Not sure you disagree when you circle back around to the point in your reasoning to the point I was making. To requote the Ron Moore interview we used to earlier in the thread:Voyager's problem isn't neccesarily that it abandoned its gimmick. Its that it never acquired another, better one to replace it, and also never had strong enough writing to make the show succeed in spite of that. Star Trek replicator technology is so fucking broken and overpowered that yeah, I'm fine with Voyager not being a post-apocalyptic scrap heap always running out of ammo and barely held together by duct tape and hope. My problem is the shallow characters, cliched storylines, and shitty writing. When you actually give Voyager a good plot to work with it totally succeeds regardless of whether or not its living up to the potential of its premise, it doesn't need to be serialized either. Fixing the show would really have been as simple as doing that honestly.
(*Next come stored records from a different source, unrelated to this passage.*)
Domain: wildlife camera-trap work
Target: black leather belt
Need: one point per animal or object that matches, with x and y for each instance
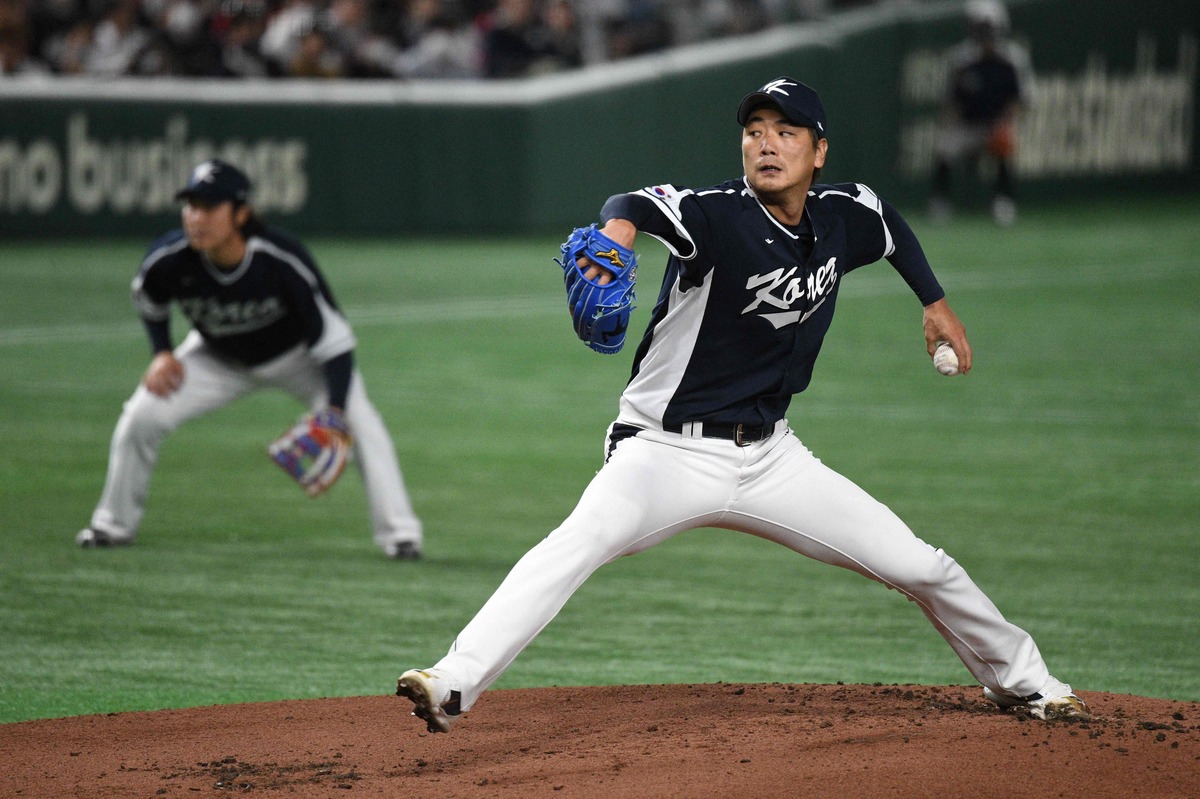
(739, 434)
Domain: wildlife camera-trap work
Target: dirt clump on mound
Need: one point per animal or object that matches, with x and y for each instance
(661, 740)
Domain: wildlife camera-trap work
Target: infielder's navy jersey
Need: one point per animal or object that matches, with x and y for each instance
(274, 300)
(984, 84)
(747, 301)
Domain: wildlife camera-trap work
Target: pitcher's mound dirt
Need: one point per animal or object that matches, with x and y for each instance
(647, 742)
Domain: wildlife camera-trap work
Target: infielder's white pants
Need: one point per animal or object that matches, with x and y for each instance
(661, 484)
(211, 383)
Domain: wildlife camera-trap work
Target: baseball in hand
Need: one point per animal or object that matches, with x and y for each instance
(945, 360)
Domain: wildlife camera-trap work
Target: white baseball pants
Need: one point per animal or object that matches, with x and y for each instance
(661, 484)
(210, 383)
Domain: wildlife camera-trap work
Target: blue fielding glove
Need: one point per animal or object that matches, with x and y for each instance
(600, 312)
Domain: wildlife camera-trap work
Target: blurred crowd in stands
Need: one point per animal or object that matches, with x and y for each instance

I suppose in retrospect we might have a differing idea of what the potential for Voyager actually was. In short, it doesn't bother me that Voyager didn't live up to its premise of being a lone ship outgunned and stranded in the Delta Quadrant with no easy way to pick up new supplies. Which seems to be the dealbreaker to some people, as if that's the only reason Voyager isn't any good. I think the good episodes show that the series could still rise to success without having to live up to its premise, just so long as it told a good story while doing so.Not sure you disagree when you circle back around to the point in your reasoning to the point I was making. To requote the Ron Moore interview we used to earlier in the thread:
I don't think you're following...I suppose in retrospect we might have a differing idea of what the potential for Voyager actually was. In short, it doesn't bother me that Voyager didn't live up to its premise of being a lone ship outgunned and stranded in the Delta Quadrant with no easy way to pick up new supplies. Which seems to be the dealbreaker to some people, as if that's the only reason Voyager isn't any good. I think the good episodes show that the series could still rise to success without having to live up to its premise, just so long as it told a good story while doing so.
Yeah in that case it didn't live up to its potential either, but technically every show has to potential to make it to that level of success, so I dunno if its worth splitting hairs on it like that.